1.–No processo supra referido da Comarca de Lisboa Oeste – Sintra – Inst. Central – 1.ª Sec. Criminal – Juiz 2, foi proferido Acórdão, a fls 524 a 544, em 14/12/2015, que decidiu:

-condenar o arguido J.pela prática de 13 (treze) crimes de falsificação de documentos, p.p. e p.p. pelos artigos 256°, n°l, al.ªs a), d) e e) e n° 4 do Código Penal, na pena de 1 (um) ano e 6 (seis) meses por cada um dos crimes.
-Em cúmulo jurídico condenar o arguido J.na pena única de 4 (quatro) anos e 6 (seis) meses de prisão.
-Suspender a execução da pena de prisão aplicada ao arguido J. por igual período de 4 (quatro) anos e 6 (seis) meses, sujeito a regime de prova a fixar pela DGRSP, nos termos do disposto nos artigos 50.°, n.° 5 e 53°, n.° 3, do Código Penal.

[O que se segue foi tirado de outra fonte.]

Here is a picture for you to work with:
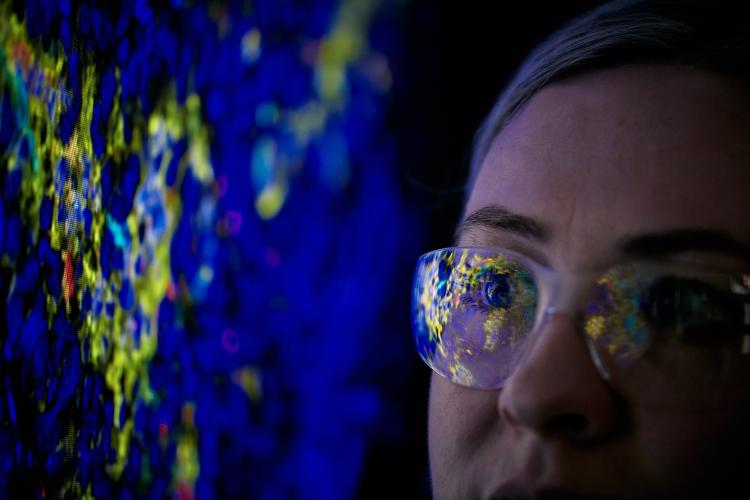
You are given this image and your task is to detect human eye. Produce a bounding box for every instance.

É do seguinte teor, tal Acórdão: 
( … )
Relatório:
O Digno Magistrado do Ministério Público acusou, para julgamento em Processo Comum, com intervenção de Tribunal Colectivo,

J., …
Porquanto, cometendo os factos descritos na acusação, incorreu na prática em autoria material e na forma consumada de 13 (treze) crimes de falsificação de documentos, previstos e punidos pelos artigos 256°, n°l, al. a), d) e e) e n° 4 do Código Penal.

O arguido não apresentou contestação, nem arrolou testemunhas.

Procedeu-se a julgamento com observância do formalismo legal, conforme resulta da(s) respectiva(s) acta(s).

No decurso da audiência de discussão e julgamento, foi comunicada uma alteração não substancial de factos, nos termos e para efeitos do disposto no artigo 358.°, n.° 1 do Código de Processo Penal, a qual foi aceite pelo arguido que prescindiu do prazo de defesa.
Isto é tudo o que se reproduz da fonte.